I like these kinds of questions
So, there's 7 where B, C, and P intersect (the middle).
If there's 12 people in B and C, and 7 of those are already in the BCP, then there's 12 - 7 = 5 people in B and C ONLY (The middle-top intersection), not P
If there's 15 people in B and P, and 7 of those are already in the BCP, then there's 15 - 7 = 8 people in B and P ONLY (The middle-left intersection), not C
If there's 20 people in C and P, and 7 of those are already in the BCP, then there's 20 - 7 = 13 people in C and P ONLY (The middle-right intersection), not C
If there's 35 people in the entire circle of B, and (7 + 5 + 8) = 20 are already in other regions too, then there's 35 - 20 = 15 people in B ONLY (The left huge area)
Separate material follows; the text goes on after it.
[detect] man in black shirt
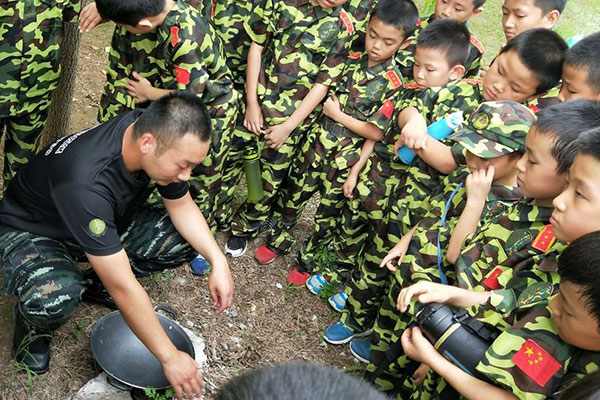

If there's 32 people in the entire circle of P, and (7 + 8 + 13) = 28 are already in other regions too, then there's 32 - 28 = only 4 people in P ONLY (The bottom huge area)
Now, for the remainder of C, we just add up the values we've already put in the venn diagram, and subtract that sum from the total number of students (60).
That sum is 7 + 5 + 8 + 13 + 15 + 4 = 52
60 - 52 = 8
Therefore, there are 8 people in C ONLY (The right huge area).
Hope you followed along :D
EDIT - forgot to do the other problem :( will make another answer
So, problem 2 (forgot to do this one)
The box represents everyone (80 people total).
The people ONLY in the box and NOT in any of the circles are people who don't study French or Spanish. Inferior souls (Just Kidding :D)
And there are 80 - 71 = 9 of those people.
14 people study ONLY Spanish (not answer to c), and 25 people study ONLY French (is the answer to b)
In the middle (the intersection), there are 71 - (14 + 25) = 71 - 39 = 32 people who study both French and Spanish.
Now, we know there are 32 + 25 = 57 people studying Spanish (not only spanish).